MESTRES DO CONTO “WESTERN”: JOHNSTON MC CULLEY – AUTOR DE “O SINAL DO ZORRO” (5)

A NOITE DO ANO NOVO  (4ª e última parte)

Como prometido, aqui têm a conclusão do conto de Johnston McCulley publicado em 1949 n’O Mosquito nºs 1051 a 1054, com tradução de Raul Correia e um sugestivo cabeçalho desenhado por E. T. Coelho. Como muitos outros que figuraram na rubrica “Antologia de Contos de Acção”, este conto era oriundo da célebre revista americana The Saturday Evening Post, à qual já fizemos referência num artigo anterior.

Resumo: O Ranger Pat Malloy chega a Copper City, nas vésperas do Ano Novo, para visitar a sua noiva, e é informado pelo pai desta que a cidade poderá tornar-se um inferno quando começarem os festejos, à meia-noite, devido à presença de dois bandos rivais. Um deles é chefiado pelo desordeiro Bart French, que planeia vingar-se de Malloy (por este o ter prendido, em tempos) e de Ed Catlin, gerente da Companhia Mineira.

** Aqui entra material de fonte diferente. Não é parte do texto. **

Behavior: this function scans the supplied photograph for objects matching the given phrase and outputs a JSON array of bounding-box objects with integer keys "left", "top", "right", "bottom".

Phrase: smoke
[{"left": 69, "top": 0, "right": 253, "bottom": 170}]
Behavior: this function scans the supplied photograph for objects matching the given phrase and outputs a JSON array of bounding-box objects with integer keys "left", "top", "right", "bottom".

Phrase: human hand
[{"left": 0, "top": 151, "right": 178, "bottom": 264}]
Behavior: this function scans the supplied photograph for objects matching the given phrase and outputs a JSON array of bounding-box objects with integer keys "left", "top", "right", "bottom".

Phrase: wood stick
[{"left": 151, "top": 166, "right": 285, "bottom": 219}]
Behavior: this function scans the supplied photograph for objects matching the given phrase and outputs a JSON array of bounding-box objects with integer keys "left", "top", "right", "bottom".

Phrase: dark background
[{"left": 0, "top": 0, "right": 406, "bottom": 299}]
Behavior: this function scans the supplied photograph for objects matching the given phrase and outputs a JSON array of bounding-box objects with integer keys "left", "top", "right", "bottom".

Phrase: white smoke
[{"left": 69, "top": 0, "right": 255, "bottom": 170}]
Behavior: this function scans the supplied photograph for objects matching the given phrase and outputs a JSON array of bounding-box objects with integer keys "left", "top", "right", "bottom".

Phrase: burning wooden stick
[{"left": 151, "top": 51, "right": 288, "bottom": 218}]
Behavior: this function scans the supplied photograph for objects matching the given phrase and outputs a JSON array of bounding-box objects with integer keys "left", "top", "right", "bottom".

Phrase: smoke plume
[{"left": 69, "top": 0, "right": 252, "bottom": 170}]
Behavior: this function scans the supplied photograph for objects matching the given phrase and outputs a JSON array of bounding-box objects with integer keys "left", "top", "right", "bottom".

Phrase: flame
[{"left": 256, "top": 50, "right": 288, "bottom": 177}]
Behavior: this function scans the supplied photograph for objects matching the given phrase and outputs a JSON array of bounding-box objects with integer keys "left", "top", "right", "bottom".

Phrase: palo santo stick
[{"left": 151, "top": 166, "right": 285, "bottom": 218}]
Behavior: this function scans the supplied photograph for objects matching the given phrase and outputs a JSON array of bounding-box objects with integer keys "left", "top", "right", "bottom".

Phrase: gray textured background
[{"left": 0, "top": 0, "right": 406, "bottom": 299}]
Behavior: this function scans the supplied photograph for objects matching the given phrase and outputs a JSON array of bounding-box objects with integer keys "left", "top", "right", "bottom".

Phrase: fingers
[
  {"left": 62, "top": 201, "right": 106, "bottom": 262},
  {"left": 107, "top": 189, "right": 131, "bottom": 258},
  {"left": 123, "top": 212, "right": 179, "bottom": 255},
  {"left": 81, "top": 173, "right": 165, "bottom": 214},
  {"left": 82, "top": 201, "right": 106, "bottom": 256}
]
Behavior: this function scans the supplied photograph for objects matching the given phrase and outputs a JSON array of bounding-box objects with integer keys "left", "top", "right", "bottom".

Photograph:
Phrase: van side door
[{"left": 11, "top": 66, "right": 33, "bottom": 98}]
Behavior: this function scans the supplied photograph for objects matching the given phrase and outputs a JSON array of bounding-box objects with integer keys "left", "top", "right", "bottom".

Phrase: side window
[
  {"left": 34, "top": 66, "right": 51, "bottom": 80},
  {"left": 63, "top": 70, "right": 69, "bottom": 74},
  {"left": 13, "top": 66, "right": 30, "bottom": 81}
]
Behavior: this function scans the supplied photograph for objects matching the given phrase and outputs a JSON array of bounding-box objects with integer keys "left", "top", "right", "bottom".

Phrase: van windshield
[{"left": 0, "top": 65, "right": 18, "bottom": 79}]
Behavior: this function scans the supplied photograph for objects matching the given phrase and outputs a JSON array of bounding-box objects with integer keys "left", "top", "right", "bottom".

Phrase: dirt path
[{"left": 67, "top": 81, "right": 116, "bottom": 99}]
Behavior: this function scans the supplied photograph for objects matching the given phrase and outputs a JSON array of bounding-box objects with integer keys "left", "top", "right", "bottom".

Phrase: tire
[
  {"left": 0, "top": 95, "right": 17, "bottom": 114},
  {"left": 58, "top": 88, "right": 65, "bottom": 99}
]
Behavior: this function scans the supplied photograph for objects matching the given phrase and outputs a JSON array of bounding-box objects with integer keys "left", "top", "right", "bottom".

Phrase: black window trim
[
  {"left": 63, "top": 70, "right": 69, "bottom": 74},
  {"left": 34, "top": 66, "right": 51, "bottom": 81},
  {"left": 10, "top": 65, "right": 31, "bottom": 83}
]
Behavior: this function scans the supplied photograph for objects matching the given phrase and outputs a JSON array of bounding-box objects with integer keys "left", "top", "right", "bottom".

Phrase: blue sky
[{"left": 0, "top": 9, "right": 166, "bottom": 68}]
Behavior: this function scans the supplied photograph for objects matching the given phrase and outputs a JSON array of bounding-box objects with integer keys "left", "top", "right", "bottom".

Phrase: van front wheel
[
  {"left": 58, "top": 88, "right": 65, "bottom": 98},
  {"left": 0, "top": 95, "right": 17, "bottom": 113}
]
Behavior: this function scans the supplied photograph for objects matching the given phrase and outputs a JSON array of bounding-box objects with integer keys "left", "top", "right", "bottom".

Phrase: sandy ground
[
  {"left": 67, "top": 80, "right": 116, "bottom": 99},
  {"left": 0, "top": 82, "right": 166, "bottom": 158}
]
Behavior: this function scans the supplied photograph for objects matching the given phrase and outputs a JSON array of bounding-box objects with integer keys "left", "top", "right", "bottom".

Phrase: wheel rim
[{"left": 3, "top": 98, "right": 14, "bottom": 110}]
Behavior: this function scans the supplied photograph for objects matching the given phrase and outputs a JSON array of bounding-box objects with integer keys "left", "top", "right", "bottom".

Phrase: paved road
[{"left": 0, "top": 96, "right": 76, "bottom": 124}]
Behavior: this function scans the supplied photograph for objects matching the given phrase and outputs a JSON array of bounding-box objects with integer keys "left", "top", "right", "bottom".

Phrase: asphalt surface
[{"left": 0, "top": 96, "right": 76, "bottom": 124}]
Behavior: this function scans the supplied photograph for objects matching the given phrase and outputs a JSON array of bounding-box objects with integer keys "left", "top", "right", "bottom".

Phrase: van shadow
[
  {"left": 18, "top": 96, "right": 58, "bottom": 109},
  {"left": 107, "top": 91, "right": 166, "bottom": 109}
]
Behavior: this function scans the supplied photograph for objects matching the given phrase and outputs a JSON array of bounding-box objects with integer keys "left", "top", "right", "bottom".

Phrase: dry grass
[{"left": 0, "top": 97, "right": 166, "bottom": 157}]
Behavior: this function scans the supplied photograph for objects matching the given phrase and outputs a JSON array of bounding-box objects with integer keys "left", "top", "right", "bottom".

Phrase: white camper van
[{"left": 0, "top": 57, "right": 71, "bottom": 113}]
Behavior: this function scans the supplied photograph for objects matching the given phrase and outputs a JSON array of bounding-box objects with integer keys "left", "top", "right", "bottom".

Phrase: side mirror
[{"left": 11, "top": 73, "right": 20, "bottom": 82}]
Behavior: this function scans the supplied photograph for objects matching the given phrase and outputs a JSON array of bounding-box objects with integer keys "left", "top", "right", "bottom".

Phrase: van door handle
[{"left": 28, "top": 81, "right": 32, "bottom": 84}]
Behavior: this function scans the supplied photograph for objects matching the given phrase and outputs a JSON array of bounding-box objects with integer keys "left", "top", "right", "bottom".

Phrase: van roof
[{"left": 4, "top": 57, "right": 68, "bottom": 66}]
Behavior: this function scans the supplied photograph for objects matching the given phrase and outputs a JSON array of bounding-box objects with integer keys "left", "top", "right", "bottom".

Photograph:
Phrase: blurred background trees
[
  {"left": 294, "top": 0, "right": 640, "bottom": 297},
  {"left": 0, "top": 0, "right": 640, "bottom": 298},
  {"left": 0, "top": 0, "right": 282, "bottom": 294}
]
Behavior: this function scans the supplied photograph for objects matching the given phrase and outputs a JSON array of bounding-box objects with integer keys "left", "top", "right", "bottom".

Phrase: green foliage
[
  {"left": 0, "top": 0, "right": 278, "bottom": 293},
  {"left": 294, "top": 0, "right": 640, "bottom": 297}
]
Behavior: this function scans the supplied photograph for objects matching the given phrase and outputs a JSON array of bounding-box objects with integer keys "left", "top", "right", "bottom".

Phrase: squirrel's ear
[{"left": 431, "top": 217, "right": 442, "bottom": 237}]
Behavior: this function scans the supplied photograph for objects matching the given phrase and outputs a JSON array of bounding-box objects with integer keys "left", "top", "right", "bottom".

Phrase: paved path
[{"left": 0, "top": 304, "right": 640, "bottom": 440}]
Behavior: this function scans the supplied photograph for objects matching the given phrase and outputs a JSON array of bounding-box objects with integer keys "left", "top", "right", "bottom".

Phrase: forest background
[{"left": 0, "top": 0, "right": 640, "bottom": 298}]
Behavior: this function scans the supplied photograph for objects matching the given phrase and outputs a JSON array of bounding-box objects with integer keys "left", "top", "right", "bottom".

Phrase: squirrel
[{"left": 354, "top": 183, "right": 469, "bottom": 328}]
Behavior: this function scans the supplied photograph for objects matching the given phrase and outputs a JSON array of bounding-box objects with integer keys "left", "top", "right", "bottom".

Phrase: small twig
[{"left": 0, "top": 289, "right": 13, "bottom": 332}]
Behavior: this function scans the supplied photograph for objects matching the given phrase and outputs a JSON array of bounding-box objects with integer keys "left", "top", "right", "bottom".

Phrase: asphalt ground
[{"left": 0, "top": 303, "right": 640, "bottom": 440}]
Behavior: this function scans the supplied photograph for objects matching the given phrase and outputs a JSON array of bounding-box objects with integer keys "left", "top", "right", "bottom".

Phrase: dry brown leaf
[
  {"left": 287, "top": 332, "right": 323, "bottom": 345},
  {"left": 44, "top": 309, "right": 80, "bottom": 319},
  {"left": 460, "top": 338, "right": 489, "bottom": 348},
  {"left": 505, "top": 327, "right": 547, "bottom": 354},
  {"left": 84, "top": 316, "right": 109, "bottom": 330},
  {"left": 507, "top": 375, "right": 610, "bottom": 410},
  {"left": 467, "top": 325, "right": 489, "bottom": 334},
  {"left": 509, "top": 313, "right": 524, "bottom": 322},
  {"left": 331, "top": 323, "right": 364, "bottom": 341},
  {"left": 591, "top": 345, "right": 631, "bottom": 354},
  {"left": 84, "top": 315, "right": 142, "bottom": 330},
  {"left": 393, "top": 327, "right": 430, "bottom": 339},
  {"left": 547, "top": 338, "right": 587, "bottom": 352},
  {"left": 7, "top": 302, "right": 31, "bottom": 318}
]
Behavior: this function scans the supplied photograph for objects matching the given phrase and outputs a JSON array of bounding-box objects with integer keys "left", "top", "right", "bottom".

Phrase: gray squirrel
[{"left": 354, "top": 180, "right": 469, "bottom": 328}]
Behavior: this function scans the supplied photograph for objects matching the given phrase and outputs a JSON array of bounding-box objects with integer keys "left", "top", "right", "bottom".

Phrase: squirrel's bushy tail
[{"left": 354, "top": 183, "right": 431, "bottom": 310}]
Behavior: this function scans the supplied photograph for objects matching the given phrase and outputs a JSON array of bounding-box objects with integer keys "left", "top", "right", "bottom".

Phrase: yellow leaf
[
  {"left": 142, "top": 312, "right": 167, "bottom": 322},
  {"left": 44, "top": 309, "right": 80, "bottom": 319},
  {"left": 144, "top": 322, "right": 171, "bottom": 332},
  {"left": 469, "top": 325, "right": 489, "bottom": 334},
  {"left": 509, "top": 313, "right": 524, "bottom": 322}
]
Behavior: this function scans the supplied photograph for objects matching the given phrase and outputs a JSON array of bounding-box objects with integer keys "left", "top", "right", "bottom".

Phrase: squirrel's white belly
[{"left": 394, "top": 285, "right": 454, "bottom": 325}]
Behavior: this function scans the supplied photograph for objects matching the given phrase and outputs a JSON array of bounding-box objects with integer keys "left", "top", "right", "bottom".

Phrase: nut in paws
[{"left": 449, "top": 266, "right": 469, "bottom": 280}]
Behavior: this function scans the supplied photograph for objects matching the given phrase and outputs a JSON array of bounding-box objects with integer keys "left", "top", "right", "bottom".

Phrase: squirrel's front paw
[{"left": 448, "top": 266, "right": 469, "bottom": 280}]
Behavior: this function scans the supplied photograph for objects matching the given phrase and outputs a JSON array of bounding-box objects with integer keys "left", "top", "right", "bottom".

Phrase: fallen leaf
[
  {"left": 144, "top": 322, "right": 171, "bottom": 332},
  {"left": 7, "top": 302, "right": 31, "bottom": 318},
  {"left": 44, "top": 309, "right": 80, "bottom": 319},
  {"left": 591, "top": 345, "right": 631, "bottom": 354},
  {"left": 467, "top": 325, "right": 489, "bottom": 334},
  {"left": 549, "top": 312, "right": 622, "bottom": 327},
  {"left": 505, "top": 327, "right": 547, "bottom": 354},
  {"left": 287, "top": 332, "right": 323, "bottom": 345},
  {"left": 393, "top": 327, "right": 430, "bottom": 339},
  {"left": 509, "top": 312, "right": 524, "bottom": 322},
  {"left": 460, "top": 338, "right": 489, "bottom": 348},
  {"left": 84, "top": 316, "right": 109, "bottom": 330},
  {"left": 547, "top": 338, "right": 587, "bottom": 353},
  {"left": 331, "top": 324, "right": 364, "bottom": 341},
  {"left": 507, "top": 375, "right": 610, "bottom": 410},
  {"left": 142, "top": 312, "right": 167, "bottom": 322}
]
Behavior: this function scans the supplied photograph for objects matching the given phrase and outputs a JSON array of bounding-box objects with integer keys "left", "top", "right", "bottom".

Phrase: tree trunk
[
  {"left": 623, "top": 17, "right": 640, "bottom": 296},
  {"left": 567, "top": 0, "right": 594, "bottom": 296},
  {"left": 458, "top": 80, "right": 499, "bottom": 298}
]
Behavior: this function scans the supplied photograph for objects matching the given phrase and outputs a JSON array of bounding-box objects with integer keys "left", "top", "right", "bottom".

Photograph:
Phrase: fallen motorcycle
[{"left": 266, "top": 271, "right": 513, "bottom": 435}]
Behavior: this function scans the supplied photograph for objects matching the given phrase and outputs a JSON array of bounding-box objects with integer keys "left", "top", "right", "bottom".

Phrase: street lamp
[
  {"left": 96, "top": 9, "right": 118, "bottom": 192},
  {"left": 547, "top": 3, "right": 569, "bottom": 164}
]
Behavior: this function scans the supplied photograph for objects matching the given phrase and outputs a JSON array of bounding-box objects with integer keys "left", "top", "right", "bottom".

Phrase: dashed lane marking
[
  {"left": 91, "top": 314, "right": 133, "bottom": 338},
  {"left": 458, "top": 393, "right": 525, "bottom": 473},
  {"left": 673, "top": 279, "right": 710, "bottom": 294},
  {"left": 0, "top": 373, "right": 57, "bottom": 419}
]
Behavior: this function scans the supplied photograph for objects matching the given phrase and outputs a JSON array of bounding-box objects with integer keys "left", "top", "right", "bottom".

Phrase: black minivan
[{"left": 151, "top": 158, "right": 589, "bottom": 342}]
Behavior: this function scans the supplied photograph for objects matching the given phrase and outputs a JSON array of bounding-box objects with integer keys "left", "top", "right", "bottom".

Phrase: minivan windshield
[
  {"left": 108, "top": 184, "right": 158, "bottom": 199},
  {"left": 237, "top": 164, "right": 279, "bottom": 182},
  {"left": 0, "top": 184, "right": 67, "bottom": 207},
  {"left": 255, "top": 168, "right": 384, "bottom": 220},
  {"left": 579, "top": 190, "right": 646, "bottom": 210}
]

À meia-noite em ponto, estalam as primeiras salvas de tiros, celebrando a passagem do ano, mas Bart aproveita a oportunidade para alvejar traiçoeiramente Ed Catlin. Forçado a intervir, Malloy derruba French com uma coronhada, enquanto os seus cúmplices se refugiam no saloon onde tinham passado a noite a beber.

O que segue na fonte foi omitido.